Joined: Sep 09, 2001
Posts: 5
i'm writing a mailer daemon. My program will be querying a one column table for message ids. if there is a message id in that table then a master message table will be queried for that message id. From this master table we'll get to_id, from_id and body part of message. and By using JAVA mail API i'll send mail on to_id. and once mail is sent the record from one column table will be deleted.
Somebody gave me suggetion to use treading for this application, so that the performance will be improved. According to him my program will start 5 threads at a time and will do the job what i've explained above and it'll improve performance by 5 times. I'm not convinced with this concept. can anybody comment on this or suggest scallable solution???
Peter den Haan
author
Ranch Hand

Joined: Apr 20, 2000
Posts: 3252
99% of your time will be spent talking to the mail server. The mail server, in turn, spends all of that time doing I/O. Because of this, your mail throughput will be roughly proportional to the number of connections you open to the server, i.e. to the number of threads. Your colleague is right.
One remark, by the way: have you considered using JMS for this? What you describe looks exactly like the problem JMS was created to solve. Using JMS will also instantly solve all threading issues for you; to increase message throughput, just start up more message consumers.
- Peter
Amit Rogye
Greenhorn

Joined: Sep 09, 2001
Posts: 5
Originally posted by Peter den Haan:
99% of your time will be spent talking to the mail server. The mail server, in turn, spends all of that time doing I/O. Because of this, your mail throughput will be roughly proportional to the number of connections you open to the server, i.e. to the number of threads.

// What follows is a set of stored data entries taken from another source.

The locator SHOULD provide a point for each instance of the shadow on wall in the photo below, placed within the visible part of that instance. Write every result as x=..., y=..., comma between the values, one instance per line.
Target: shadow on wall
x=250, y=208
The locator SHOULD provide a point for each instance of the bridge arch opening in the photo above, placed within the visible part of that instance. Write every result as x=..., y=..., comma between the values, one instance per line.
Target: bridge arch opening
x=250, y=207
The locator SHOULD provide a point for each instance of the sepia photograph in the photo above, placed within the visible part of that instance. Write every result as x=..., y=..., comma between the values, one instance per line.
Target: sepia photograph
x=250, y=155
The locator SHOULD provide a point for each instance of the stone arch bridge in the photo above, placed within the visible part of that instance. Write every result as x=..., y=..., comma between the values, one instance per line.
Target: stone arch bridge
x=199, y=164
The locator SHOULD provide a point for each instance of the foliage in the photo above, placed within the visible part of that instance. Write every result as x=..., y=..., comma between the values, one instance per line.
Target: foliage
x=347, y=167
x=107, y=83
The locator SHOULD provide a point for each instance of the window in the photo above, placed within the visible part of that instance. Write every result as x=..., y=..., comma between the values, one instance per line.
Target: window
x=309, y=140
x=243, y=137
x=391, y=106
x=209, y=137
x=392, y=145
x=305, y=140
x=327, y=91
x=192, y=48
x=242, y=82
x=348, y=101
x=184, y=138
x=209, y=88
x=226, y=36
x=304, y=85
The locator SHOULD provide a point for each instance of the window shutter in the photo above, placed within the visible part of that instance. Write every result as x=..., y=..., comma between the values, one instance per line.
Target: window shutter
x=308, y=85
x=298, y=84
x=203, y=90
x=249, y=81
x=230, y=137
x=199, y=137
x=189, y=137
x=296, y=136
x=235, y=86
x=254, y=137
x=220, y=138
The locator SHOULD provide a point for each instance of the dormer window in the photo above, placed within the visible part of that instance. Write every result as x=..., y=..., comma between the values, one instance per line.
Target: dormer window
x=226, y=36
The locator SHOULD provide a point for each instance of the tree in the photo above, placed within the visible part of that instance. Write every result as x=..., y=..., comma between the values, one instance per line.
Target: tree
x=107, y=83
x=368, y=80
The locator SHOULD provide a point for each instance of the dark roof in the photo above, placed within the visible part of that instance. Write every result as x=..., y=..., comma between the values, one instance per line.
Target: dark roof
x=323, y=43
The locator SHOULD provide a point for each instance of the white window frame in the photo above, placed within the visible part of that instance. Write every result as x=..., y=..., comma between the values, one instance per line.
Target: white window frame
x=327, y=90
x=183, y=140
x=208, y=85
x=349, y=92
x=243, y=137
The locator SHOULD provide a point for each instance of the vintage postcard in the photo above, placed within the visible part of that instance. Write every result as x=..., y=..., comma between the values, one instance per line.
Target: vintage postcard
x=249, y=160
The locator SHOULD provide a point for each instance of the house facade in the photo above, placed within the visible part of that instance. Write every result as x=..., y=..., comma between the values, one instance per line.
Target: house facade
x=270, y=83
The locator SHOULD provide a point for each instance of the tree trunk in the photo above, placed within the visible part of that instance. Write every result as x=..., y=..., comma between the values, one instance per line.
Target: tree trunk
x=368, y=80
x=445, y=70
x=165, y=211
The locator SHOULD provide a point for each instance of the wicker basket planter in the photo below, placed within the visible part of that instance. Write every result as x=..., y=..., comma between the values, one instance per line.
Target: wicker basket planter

Your colleague is right.
One remark, by the way: have you considered using JMS for this? What you describe looks exactly like the problem JMS was created to solve. Using JMS will also instantly solve all threading issues for you; to increase message throughput, just start up more message consumers.
- Peter


Thanks for Reply. Can you tell how can i use JMS??? any sample or article will be helpful
/Amit
[ April 10, 2002: Message edited by: Amit Rogye ]
Peter den Haan
author
Ranch Hand

Joined: Apr 20, 2000
Posts: 3252
Sigh. Actually I have just developed a JMS-backed email queue. Unfortunately I'm not free to give you the code or the design detail.
In JMS, you can queue (among other things) any Serializable object. So all you have to do is queue an object that knows how to populate the JavaMail Message object, or maybe an object that carries the various ids you mentioned and that can be used to generate the e-mail.
It's all pretty straightforward and you don't need to use any JMS wizardry; if you rummage around on the net you're bound to find simple examples of queuing and dequeuing messages. It gives you ease of use, thread safety, and (if you use JMS's transactional capabilities) a guarantee that the e-mail will be sent out whatever happens.
You can use the JMS implementation built into the application server if your server has one, or an add-on implementation. OpenJMS is a decent open source implementation backed by a relational database.